Angels Cry foi disco de platina no Japão, alcançando a décima sétima posição nas paradas em seu lançamento. Na Europa a banda também teve uma ótima receptividade. A banda desfrutou de seu anonimato em seu próprio país ate meados de 1995, quando o álbum saiu no Brasil. mas foi em 1996 com o clássico Holy Land que a banda ganhou o reconhecimento merecido. Enquanto isso não acontecia, os músicos lutavam contra tudo e contra todos num país onde as condições musicais gerais eram (e ainda são, mas nem tanto) adversas. Uma banda que serve de inspiração para nós brasileiros, e que é um tesouro nacional do Metal BR. O Angra hoje, depois de 30 anos, ainda segue o seu conceito, que é o de divulgar a cultura brasileira para o mundo, tendo vendido mais de 5 milhões de álbuns e toda a sua carreira.
Todos os arranjos e produção fazem desse álbum um ícone, não só da música pesada brasileira, mas de todo o power/prog metal. Citados como influência de grandes bandas, o Angra possui uma vitalidade intrínseca em seu nome, fato que é comprovado por Rafael Bittencourt quando diz que o “Angra é uma energia que vive por sí só.”
Track List:
1 – Unfinished Allegro (Franz Schubert, adapt André Matos)
2 – Carry On (André Matos)
3 – Time (André Matos, Rafael Bittencourt)
4 – Angels Cry (André Matos, Rafael Bittencourt)
5 – Stand Away (Rafael Bittencourt)
6 – Never Understand (André Matos, Rafael Bittencourt)
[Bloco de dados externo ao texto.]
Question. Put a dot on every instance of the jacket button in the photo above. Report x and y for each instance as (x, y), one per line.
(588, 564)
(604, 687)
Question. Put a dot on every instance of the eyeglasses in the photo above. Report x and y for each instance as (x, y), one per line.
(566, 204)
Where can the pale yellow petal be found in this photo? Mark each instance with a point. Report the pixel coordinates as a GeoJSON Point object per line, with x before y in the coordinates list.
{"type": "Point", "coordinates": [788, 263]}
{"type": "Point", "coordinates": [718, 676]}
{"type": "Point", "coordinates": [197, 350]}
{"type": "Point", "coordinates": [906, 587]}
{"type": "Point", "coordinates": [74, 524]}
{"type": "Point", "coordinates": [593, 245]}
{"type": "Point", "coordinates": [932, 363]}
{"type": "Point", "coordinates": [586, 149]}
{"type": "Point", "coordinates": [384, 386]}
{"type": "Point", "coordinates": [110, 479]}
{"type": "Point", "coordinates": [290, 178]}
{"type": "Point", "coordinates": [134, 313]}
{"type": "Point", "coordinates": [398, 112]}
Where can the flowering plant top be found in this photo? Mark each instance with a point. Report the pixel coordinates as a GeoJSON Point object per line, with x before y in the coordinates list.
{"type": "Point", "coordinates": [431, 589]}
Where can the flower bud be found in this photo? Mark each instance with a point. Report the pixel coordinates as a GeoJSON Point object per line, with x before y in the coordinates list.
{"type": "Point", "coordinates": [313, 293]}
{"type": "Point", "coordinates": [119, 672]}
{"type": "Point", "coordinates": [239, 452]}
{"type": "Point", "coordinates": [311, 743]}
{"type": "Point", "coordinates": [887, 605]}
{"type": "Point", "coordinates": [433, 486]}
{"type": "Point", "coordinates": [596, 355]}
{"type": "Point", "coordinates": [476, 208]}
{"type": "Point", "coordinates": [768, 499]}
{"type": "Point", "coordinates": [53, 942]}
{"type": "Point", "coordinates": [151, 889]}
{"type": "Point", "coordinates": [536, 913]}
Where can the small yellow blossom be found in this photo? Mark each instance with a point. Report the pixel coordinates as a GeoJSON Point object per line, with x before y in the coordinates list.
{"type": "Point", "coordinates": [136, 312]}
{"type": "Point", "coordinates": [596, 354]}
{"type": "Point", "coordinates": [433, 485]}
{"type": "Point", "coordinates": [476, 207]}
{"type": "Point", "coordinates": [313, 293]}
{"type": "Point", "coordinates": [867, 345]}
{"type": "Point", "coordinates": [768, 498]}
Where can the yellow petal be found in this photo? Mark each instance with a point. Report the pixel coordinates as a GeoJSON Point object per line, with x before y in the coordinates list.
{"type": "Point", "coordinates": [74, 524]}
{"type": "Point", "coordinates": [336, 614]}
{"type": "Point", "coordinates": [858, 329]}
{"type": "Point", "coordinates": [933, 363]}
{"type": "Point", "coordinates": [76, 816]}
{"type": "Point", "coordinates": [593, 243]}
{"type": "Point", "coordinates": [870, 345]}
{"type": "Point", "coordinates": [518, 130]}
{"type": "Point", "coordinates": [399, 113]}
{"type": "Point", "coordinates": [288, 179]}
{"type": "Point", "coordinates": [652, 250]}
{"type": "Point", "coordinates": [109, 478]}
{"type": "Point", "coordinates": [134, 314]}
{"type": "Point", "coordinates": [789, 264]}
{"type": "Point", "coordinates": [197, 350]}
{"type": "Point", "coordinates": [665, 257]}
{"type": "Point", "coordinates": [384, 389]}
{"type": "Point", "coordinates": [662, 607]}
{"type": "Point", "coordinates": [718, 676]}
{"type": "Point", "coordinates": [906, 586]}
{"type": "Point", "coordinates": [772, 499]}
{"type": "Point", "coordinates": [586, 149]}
7 – Wuthering Heights (Kate Bush)
8 – Streets Of Tomorrow (André Matos)
9 – Evil Warning (André Matos, Rafael Bittencourt)
10 – Lasting Child (André Matos)
Formação:
André Matos – Vocal, piano, teclado, arranjos de Orquestra
Rafael Bittencourt – Guitarra, backing vocal
Kiko Loureiro – Guitarra, backing vocal
Luis Mariutti – Baixo, backing vocal
Músicos Convidados:
Alex Holzwarth – Bateria (exceto em Wuthering Heights)
Thomas Nack – Bateria (apenas em Wuthering Heights)
Sacha Paeth – Violões adicionais, programações eletrônica e arranjos de orquestra, solos adicionais em Never Understand)
Charlie Bauerfeind – Arranjos de orquestra
Kai Hansen – Solos adicionais de guitarra em Never Understand
Dirk Schlächter – Solos adicionais de guitarra em Never Understand
*Ricardo Confessori ingressou na banda logo após o lançamento desse Álbum.
Gravado em: Kai Hansen Studios e Horus Sound Studio em Hamburgo, Alemanha.